For more than 15 years experts have known that SS7 (or, occasionally, a later system called Diameter) could be abused to locate a phone user, intercept their text or voice data, or send texts or spyware to a device. Russia has exploited SS7 to track dissidents abroad. In 2018 the United Arab Emirates is thought to have used it to find and then abduct a fugitive princess. Earlier this year an American cyber-security official told the Federal Communications Commission (FCC), a regulator, that similar attacks had taken place in America.

Much like the internet, SS7 was built on the basis of trust, not security. That was reasonable when the protocol was introduced and only a few telecoms companies could access it. Today, many thousands of such firms can do so, the vast majority of them private. The complexity of the networks has also increased. Handsets roam from the jurisdiction of one provider to another, requiring a handover. Text messages are routinely used for vital transactions: think of the sms authentication codes in global banking. And providers in one country can use SS7 to connect to others—the Emirati attack in 2018 appears to have involved the Channel Islands, lightly regulated British territories, as well as America, Cameroon, Israel and Laos.

Short of using burner phones and donning a tinfoil hat, ordinary people cannot completely escape the dangers of SS7. One sensible step would be to routinely use end-to-end encrypted messaging apps like iMessage, Signal or WhatsApp for texts and calls. Companies could ensure that codes for two-factor authentication come via an app, rather than SMS text messages, which can be easily intercepted. However, because phones still have to connect to mobile-network towers, these precautions cannot conceal where a caller is.

In March the FCC announced that it was at last exploring “countermeasures” to location-tracking via SS7 and Diameter. Most big American mobile operators have retired SS7. But much of the world still uses it. And Diameter is still vulnerable. These systems can be secured by using filters that detect and block suspicious traffic.
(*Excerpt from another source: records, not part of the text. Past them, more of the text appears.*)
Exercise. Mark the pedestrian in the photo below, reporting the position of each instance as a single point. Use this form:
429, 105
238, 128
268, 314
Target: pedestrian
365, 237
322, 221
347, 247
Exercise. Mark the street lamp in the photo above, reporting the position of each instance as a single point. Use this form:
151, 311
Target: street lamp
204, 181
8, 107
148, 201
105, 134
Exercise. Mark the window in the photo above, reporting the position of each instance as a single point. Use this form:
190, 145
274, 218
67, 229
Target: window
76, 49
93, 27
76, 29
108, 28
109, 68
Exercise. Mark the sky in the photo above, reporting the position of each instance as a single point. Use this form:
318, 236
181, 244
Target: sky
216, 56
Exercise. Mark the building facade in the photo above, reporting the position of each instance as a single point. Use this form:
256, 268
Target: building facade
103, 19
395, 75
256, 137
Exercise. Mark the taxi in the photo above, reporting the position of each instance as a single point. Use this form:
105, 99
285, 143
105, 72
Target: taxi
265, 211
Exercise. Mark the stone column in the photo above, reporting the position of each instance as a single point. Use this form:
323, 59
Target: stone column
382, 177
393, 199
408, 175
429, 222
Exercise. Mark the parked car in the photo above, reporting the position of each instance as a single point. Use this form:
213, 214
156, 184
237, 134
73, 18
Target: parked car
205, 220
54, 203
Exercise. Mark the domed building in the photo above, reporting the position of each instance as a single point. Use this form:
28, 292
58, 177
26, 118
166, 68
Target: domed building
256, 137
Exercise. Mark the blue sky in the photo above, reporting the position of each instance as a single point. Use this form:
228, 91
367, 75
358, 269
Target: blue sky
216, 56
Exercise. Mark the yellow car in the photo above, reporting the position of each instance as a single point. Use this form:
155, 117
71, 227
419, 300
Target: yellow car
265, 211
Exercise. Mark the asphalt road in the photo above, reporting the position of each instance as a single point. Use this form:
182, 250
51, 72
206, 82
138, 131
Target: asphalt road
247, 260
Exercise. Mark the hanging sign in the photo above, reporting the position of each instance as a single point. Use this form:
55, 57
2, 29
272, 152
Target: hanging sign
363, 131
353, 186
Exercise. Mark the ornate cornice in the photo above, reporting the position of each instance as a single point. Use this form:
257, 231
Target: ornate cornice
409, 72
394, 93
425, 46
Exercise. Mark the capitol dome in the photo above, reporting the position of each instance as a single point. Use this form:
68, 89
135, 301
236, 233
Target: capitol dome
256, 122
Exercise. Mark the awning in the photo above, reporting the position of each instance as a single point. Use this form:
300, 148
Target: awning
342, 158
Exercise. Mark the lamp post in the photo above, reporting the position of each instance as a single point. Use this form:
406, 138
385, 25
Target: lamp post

Many telecoms firms have resisted this, however. One reason is that filtering is technically complicated and can easily go wrong if important commands are blocked. Another is that firms have balked at the expense. Few want to make it harder or costlier for data to flow from their network into others.

Underlying all this is a collective-action problem. If only a handful of firms deal with SS7 but others ignore it, the system will remain insecure. That is why national regulators need to step in. They have avoided action for too long. 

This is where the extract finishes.